Alzheimer é uma doença muito debilitante e com efeitos cruéis, tanto para quem é acometido, quanto para quem testemunha e veem de perto as pessoas amadas perdendo, aos poucos, a consciência de quem são e de tudo o que construíram na vida.

Enfrentar essa doença é uma grande batalha, e todos os dias milhões de pessoas no mundo sonham com uma cura para o Alzheimer.

Temos uma boa notícia para todos aqueles que sofrem com os efeitos dessa doença: cientistas brasileiros da Universidade Federal do Rio de Janeiro podem ter chegado mais perto da cura do Alzheimer através de um novo experimento.

Os cientistas descobriram que um hormônio especial, produzido durante exercícios físicos, pode recuperar a memória e levar a uma diminuição dos efeitos do Alzheimer e, quem sabe, até curar a doença. O estudo dos 20 pesquisadores brasileiros da UFRJ, com a colaboração de 5 pesquisadores estrangeiros, foi publicado na revista “Nature Medicine”, de acordo com informações do site de notícias G1.

O estudo foi realizado com camundongos portadores de Alzheimer. Eles foram submetidos a uma hora de exercícios de ginástica na piscina, durante cinco dias por semana.

Esses animais foram submetidos a testes posteriores de memória e demonstraram um resultado melhor, em relação àqueles que não foram submetidos a exercícios. Após cinco semanas de treinamento físico, os efeitos da doença praticamente desapareceram em todos eles.

A responsável pela transformação das cobaias é a irisina, um hormônio responsável por diminuir as reservas de gordura e extremamente eficiente no cérebro, fortalecendo as sinapses, que são os impulsos entre os neurônios ou entre os neurônios e as células musculares e glandulares. As pessoas que sofrem Alzheimer têm essa função debilitada, mas através da irisina podem fortalecer essa conexão e, consequentemente, melhorar a memória.
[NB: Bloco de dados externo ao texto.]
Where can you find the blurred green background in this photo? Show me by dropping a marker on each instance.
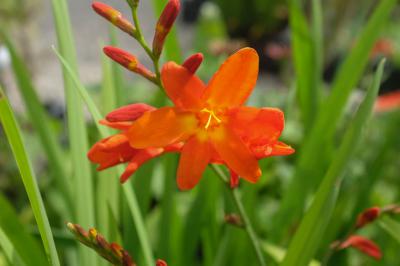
(317, 60)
Os pesquisadores acreditam que os efeitos do Alzheimer podem ser diminuídos ou, em alguns casos, até mesmo totalmente combatidos, com o uso de alguma medicação que contenha a irisina. Esses medicamentos ainda não existem, e provavelmente levará um tempo até que sejam fabricados, pois primeiro precisam ser testados em humanos.

De qualquer maneira, é uma ótima notícia, e melhor ainda é podermos produzir esse hormônio hoje mesmo, através de exercícios físicos, conforme explica o neurocientista Mychael Lourenço.

“O exercício físico induz a produção de irisina no nosso corpo. Então, a gente pode usar isso a nosso favor, para que consigamos evitar a perda de memória e a doença de Alzheimer no futuro”.

Esse estudo trouxe resultados muito importantes, tanto para aqueles que esperam a cura do Alzheimer, quanto para aqueles que desejam prevenir o desenvolvimento da doença em qualquer momento da vida. Os resultados são realmente empolgantes!